Sebab, Indonesia belum membuka hubungan diplomatik dengan pemerintah Afghanistan saat ini pascakudeta beberapa waktu lalu. “Kami perwakilan NU dan Indonesia memberikan obat-obatan dan bantuan pangan dikirim membantu sesama manusia apapun agamanya,” lanjutnya.


Pada kesempatan tersebut, Kiai Zulfa menjelaskan bahwa isu perempuan memang menarik banyak orang. Saat datang ke Kabul, salah satunya juga isu tentang keterlibatan perempuan, termasuk juga ada pemisahan sekolah laki-laki dan perempuan. “Mungkin beberapa sahabat, berasal dari luar, ini dianggap sebagai segregasi, seakan-akan ada diskriminasi,” katanya.


Memang di pesantren NU juga, tempat belajar laki-laki dan perempuan dipisahkan. Hal ini bukan berarti perempuan laki-laki berkumpul itu dosa. “Ini pemahaman kearifan lokal yang harus dihormati,” terang Kiai Zulfa.


Para ulama memang ada yang konservatif dan moderat. Ada yang masih memegang teguh prinsip dengan berusaha mengatur belajar dan perempuan laki-laki dipisahkan. “Bukan karena dilarang. Tapi lebih menjaga fitnah,” katanya.


Di sana, ulama Afghanistan juga meminta agar orang lain memahami kebijakan yang ditetapkannya. Bertemunya laki dan perempuan bisa banyak menimbulkan problem. Satu contoh saja membuat saya memahami perempuan di sana menggunakan burka atau niqab, sementara di kota Kabul sudah seperti dari Auckland.


Ulama Afghanistan memahami itu.
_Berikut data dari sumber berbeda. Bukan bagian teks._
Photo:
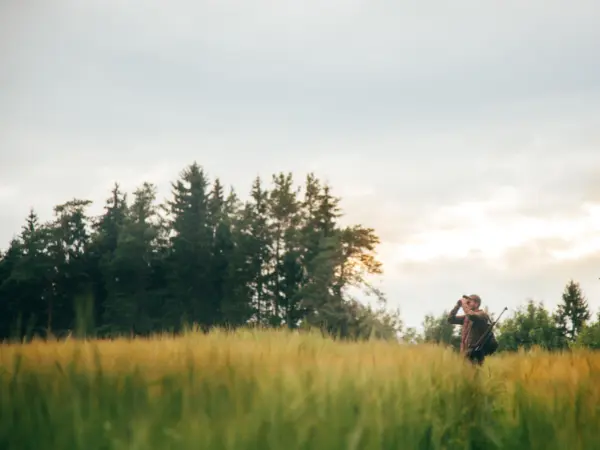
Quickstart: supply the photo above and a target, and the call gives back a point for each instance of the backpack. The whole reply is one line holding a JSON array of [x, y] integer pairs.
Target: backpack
[[488, 344]]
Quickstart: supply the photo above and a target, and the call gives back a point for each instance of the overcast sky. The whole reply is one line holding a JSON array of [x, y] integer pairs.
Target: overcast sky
[[467, 133]]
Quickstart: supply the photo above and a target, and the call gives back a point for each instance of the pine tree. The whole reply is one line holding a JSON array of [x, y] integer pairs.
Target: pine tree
[[132, 307], [573, 312], [192, 291]]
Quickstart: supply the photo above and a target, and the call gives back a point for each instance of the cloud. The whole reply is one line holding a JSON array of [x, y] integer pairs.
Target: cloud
[[466, 134]]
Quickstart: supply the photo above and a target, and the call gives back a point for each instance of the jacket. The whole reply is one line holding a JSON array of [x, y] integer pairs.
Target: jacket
[[475, 323]]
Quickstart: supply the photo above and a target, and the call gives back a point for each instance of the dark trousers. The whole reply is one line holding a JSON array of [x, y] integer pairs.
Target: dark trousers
[[475, 358]]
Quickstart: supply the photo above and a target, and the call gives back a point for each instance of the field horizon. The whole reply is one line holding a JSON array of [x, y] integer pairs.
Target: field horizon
[[257, 389]]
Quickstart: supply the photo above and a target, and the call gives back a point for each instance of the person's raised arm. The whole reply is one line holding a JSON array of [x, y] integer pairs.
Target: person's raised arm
[[474, 315], [453, 318]]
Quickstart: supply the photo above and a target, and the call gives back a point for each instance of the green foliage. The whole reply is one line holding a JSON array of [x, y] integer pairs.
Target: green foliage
[[530, 326], [203, 257], [573, 312], [437, 330]]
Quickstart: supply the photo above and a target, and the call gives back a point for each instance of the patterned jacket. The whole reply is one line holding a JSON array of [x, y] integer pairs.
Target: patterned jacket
[[474, 322]]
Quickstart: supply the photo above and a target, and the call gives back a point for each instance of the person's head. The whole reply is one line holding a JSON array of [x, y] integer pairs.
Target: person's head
[[473, 301]]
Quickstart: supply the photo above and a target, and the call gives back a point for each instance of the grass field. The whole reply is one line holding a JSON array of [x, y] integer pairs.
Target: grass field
[[277, 390]]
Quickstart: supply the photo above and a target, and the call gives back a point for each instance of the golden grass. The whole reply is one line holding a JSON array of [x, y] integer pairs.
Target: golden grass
[[277, 389]]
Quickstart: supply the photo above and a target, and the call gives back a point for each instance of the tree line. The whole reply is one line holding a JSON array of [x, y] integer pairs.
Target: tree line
[[532, 325], [204, 257]]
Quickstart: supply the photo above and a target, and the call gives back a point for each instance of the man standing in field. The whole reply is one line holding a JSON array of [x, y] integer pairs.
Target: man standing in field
[[474, 322]]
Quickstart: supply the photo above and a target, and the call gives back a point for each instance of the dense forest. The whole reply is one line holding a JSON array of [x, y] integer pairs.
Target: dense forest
[[202, 258], [206, 258]]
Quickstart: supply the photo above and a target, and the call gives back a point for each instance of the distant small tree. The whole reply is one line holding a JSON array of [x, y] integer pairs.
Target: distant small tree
[[589, 335], [573, 312], [531, 325]]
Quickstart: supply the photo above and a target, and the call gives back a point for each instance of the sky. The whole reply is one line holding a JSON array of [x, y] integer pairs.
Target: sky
[[466, 133]]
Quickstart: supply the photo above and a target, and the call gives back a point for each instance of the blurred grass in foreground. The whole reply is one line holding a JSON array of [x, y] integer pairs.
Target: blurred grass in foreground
[[279, 390]]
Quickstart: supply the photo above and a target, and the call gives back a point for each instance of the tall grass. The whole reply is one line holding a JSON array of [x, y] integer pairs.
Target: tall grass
[[280, 390]]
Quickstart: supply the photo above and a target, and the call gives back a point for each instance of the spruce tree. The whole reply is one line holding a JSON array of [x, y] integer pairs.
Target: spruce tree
[[573, 312]]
Butuh waktu lama dalam perubahan nilai. Dulu, perempuan keluar itu seperti aib. Sekarang sudah mulai berubah. “Itu pun saya katakan, Indonesia sudah punya menteri perempuan. Tokoh perempuan. Tidak bisa memaksakan itu secara cepat, tapi gradual,” katanya.


Lebih lanjut, Kiai Zulfa menceritakan ada sebuah foto perempuan yang kebetulan tidak menggunakan niqab. Fotonya tersebut sampai kepada istri seseorang laki-laki lain. Di kampung itu, suaminya marah. Yang memiliki foto istrinya itu dibunuh.


“Saking rendahnya wawasan di sana hal itu menjadi keributan antarsuku. Itulah kenapa pemerintah Afghanistan mengeluarkan kebijakan perempuan mengenakan burka. Sengaja atau tidak sengaja memfoto dan menimbulkan permusuhan antarsuku,” ujarnya.


Oleh karena itu, Kiai Zulfa menegaskan bahwa hal tersebut merupakan tanggung jawab bersama. Butuh waktu lama untuk membuat mereka lebih terbuka.


Ia juga memberikan masukan, bahwa dunia akan mengalami perubahan. Sebuah negara konfigurasi penduduknya tidak mungkin satu. Satu saat kehidupan akan berubah. “Mereka harus siap dengan perubahan demografi, politik, dan lain. Politik antarsuku,” ujarnya.